Акционеры Газпрома в последние годы зарабатывали вовсе не на том, что как-то всерьез участвовали в прибылях компании, а на том, что Газпром головокружительно дорожал. Почти в двадцать раз за десять лет. Сейчас, когда капитализация компании снизилась с 300 миллиардов долларов до 250 миллиардов, не время даже и продавать акции, фиксируя прибыль. Разумнее всего акции держать, ощущая себя частью чего-то великого, надеясь на то, что рано или поздно будут разработаны огромные запасы газа, и проведен газопровод в Китай, и новый газопровод в Европу, и выстроены терминалы, для того чтобы по морю в танкерах возить сжиженный газ в Америку. Разумно относиться к Газпрому не как к компании, акционером которой являешься, а как к стране, которой ты гражданин. Не будешь же, честное слово, эмигрировать из страны всякий раз, когда парламент сокращает социальные выплаты. Эти 10 % дивидендов, которые платит Газпром, удивительным образом похожи на 9 % государственного бюджета, которые в конце 90-х годов расходовало на социальные выплаты правительство Черномырдина. Газпром, таким образом, относится к акционерам как к социальным иждивенцам и платит дивидендов столько же, сколько правительство Черномырдина платило пенсий. Путинское правительство, к слову сказать, платит пенсионерам в два раза меньше. И в этом смысле Газпром – страна. Лучшая страна, чем та, на территории которой расположены его месторождения и его газопроводы.

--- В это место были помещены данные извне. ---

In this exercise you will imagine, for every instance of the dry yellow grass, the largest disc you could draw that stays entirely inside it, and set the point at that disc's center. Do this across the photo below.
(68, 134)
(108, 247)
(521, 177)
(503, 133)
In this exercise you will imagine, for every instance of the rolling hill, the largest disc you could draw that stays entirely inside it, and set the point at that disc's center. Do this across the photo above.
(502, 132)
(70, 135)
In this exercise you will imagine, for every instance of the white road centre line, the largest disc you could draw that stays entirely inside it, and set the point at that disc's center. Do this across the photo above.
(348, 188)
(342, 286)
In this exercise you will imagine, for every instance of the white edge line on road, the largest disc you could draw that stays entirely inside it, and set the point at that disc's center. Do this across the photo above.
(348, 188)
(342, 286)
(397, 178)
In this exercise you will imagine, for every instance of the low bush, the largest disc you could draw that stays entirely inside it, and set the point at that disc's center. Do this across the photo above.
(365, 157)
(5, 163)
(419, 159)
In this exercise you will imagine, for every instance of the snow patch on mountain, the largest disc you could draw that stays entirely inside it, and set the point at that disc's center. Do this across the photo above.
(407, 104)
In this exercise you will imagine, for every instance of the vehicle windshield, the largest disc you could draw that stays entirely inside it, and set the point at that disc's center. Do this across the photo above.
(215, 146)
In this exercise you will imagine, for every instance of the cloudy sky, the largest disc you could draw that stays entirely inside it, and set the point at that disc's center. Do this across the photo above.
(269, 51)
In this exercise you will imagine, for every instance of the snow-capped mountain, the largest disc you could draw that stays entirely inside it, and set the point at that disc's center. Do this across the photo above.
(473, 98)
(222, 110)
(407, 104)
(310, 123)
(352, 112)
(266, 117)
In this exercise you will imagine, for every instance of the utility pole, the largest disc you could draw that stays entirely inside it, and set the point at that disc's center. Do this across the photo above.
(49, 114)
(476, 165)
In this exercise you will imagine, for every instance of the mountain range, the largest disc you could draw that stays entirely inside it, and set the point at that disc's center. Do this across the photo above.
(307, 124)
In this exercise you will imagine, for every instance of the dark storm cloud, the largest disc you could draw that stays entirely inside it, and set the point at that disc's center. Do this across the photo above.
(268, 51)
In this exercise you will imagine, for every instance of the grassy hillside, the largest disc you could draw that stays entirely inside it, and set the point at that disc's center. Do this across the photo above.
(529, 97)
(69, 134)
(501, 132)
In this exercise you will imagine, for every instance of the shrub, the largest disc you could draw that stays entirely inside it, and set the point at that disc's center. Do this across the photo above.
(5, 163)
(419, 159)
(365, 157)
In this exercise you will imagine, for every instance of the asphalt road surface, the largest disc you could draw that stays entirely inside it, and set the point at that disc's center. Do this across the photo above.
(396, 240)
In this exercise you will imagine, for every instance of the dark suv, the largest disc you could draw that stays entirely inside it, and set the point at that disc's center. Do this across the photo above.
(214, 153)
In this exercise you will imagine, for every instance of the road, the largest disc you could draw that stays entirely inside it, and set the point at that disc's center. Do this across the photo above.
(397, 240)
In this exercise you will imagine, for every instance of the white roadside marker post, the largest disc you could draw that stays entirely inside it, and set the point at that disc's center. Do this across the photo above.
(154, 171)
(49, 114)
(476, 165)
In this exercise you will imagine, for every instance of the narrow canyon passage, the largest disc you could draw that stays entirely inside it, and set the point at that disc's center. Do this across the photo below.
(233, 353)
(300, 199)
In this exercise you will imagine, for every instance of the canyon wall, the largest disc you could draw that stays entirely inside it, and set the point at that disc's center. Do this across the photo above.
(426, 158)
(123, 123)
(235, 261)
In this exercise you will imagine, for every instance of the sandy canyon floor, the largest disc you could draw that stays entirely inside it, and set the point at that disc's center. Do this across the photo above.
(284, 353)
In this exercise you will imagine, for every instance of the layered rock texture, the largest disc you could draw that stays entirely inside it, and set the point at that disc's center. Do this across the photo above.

Бывший министр топлива и энергетики Борис Немцов говорит, правда, что на самом деле прибыли Газпрома существенно занижены. По словам Немцова, Газпром в 2006 году заработал не 25 миллиардов долларов, а миллиардов тридцать, и неучтенные деньги осели в карманах газпромовских топ-менеджеров в полном соответствии с открытием Бориса Березовского, что в России надо не владеть компанией, а контролировать ее финансовые потоки. Возможно. У нас нет доказательств правоты Немцова, но даже если он прав, это значительно ниже уровня коррупции в целом по России.

Признаки страны

Когда идешь по зданию Газпрома на улице Наметкина, чувство, что компания устроена, как страна, и, не слишком афишируя это, считает себя более реальной страной, чем сама Россия, возникает постоянно. Здесь есть собственное здравоохранение: газпромовская поликлиника занимает целый этаж в левом крыле здания. Здесь есть собственная банковская система: «Газпромбанк», отделения которого расположены не там, где живут по большей части люди, а там, где живет газ. Валюта, кстати, в стране Газпром – не рубль вовсе, а такая, которую в данный момент удобно использовать: евро, доллар, китайский юань. Подобная валютная система существует в странах (вроде Черногории), отделившихся от прежней своей метрополии и ожидающих, что их примут в Евросоюз, например. Здесь есть своя авиакомпания «Газпромавиа», и маршруты ее проложены, опять же, не туда, куда надо лететь по своим делам людям, а туда, куда надо лететь по своим делам газу.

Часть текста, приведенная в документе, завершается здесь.